They were last amended in 2009, and we all know how much has changed since then. Now that the world is hurtling forward on Internet time, perhaps it’s time to reevaluate the FTC’s 10-year review schedule?

Given the glacial review process, Truth In Advertising Inc. (TINA) isn’t going to let this opportunity go by without weighing in. They’ve been a prickly burr on the backside of social media influencers since 2016, when they exposed an undisclosed ad for Coca-Cola in a Selena Gomez Instagram post.

TINA is weighing in on the endorsement guide through the open comment period (you can join in too) with a letter that covers a number of topics: disappearing posts, endorsements aimed at children, and audience expansion through fake accounts. These topics are all worth reviewing, but we want to focus on the strangest, coolest aspect of TINA’s recommendations: How should the Commission rein in virtual influencers?

Turing Fail?

A global takeover by a malevolent artificial intelligence (AI) is a mainstay of science fiction. Generally, the AI that seizes control evolves from a military project — think the Terminator franchise, or Colossus: The Forbin Project, if you’re into the oldies. But what if the impending AI overlord was born in the marketing industry?

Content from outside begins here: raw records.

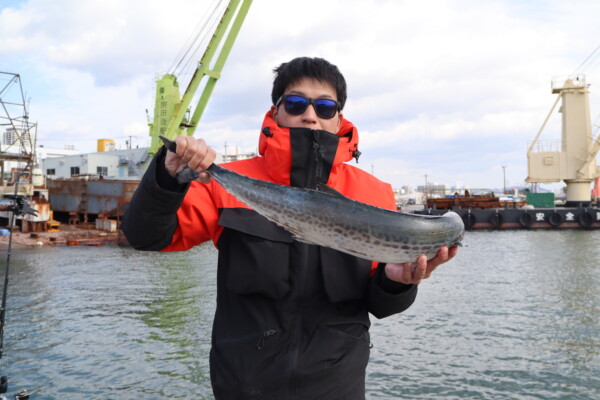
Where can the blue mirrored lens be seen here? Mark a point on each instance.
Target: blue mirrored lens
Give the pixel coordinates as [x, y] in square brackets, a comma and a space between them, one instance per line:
[325, 108]
[296, 105]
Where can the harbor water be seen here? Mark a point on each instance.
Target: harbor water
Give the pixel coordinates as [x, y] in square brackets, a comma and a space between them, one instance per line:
[515, 316]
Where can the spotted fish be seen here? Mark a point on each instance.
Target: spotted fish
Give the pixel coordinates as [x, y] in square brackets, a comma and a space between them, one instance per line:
[327, 218]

Before you laugh, consider that virtual influencers — computer-generated characters used to promote brands and products on social media — are regularly brushing shoulders with our online personae. Lil Miquela, for instance — a virtual influencer created by an independent company — endorses a variety of products. She has 2.4 million followers. She also releases spacey pop music.

Will Lil Miquela and her ilk take over our credit card accounts and start shopping for us? The influencer singularity might be closer than you think. Consider the following stat, outlined by TINA in the press release accompanying its comment: 42 percent of respondents to a recent survey followed an influencer without knowing the account was virtual.

The Takeaway

What does TINA want the FTC to do? Well, it should start by officially adding virtual influencers to its definition of endorsement, the watchdog says. Then, it should make the virtual influencers subject to the same disclosure requirements that real humans are.

These suggestions, however, are simply an extension of existing guidance.

Things get more interesting when it comes to the guidance provision requiring that endorsements “reflect the honest opinions, findings, beliefs, or experience of the endorser.” What can that mean when applied to a virtual influencer? TINA suggests new disclosures to reveal the virtual nature of the influencer, which cannot have “opinions” or “beliefs” in the normal sense of the word.

Read the letter. It’s chock-full of interesting recommendations and contains a helpful historical perspective on influencer advertising.

FDA Launches Aptly Named Podcast

“FDA Insight” will lift the curtain on FDA goings-on for the layperson

Before It Was Cool

Remember when podcasts were edgy?

They never were. Right. Of course not.

But since podcasts flooded the cultural landscape, the arch pleasure of letting a friend in on a “Serial” or a “WTF” or a “How Did This Get Made?” before they blew up counted for something. Didn’t it?

Well, buckle up. We’re letting you in on the ground floor of something that promises to be hot. Or as hot as podcasts can be. So kinda not at all.

The Food and Drug Administration (FDA or Administration) just dropped — that’s hip lingo for “released” — the first episode of its new podcast, “FDA Insight.”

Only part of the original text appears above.